Again the site includes a ranked ladder of the most successful players and offers ways to socialise and share information. is a great site for whale lovers as it's a place where people can listen to whale songs from Killer and Pilot whales in order to match their patterns. Supported by Scientific America, the site contains thousands of samples of whale songs.

Users can listen to snatches of song and listen for patterns, providing data that help marine researchers answer questions such as how large is the call repertoire of pilot whales and do the long and short finned pilot whales have different call repertoires (or ‘dialects’)?

Teamsurv also has a watery focus, involving mariners to help create better charts of coastal waters, by logging depth and position data whilst they are at sea, and uploading the data to the web for processing and display.

The information collected by the site helps improve nautical maps and thereby reduces risks at sea, helping sailors and reducing rescue costs.
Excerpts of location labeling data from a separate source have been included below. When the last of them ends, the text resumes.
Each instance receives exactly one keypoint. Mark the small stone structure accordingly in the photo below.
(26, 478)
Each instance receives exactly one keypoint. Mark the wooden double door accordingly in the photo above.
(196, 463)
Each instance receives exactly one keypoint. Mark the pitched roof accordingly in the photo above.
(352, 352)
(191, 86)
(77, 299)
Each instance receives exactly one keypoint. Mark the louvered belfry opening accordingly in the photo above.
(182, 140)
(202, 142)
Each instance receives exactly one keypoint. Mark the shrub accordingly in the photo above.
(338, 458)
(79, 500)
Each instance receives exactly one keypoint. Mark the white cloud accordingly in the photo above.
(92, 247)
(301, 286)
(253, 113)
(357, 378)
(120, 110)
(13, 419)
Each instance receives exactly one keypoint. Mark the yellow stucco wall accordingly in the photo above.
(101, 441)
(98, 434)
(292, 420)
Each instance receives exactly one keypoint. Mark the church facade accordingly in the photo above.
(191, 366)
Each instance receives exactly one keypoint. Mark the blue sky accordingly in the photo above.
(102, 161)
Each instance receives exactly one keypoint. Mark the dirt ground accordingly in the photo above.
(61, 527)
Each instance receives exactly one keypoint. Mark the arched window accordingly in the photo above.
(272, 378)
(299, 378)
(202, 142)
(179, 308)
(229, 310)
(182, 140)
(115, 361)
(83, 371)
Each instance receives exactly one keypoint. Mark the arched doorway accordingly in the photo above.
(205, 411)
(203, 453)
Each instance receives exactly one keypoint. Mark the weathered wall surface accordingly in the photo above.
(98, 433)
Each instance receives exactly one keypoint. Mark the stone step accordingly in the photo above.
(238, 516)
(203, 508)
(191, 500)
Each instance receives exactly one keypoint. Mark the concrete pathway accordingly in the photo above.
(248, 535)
While still in early stages and very european focused, this crowdsourcing site has great promise. I'd like to see a similar concept extended onto land, using cars with GPS as the collection point of atmospheric and traffic data that can be used to map microclimates and plan traffic measures.

BlueServo, on the other hand, focuses on collecting land-based data on the movements of illegal immigrants across the Mexican-US border. Using a range of web cameras, users are asked to watch for movement and report people crossing the border to the Texas Border Sheriff.

Called the Virtual Border Watch, the approach currently involves twelve cameras and sensors at high risk locations, though the site doesn't actually list how successful the project has been (though why would it).

reCAPTCHA is the crowdsourcing tool that people don't notice they're participating in. In fact you've probably participated in it yourself.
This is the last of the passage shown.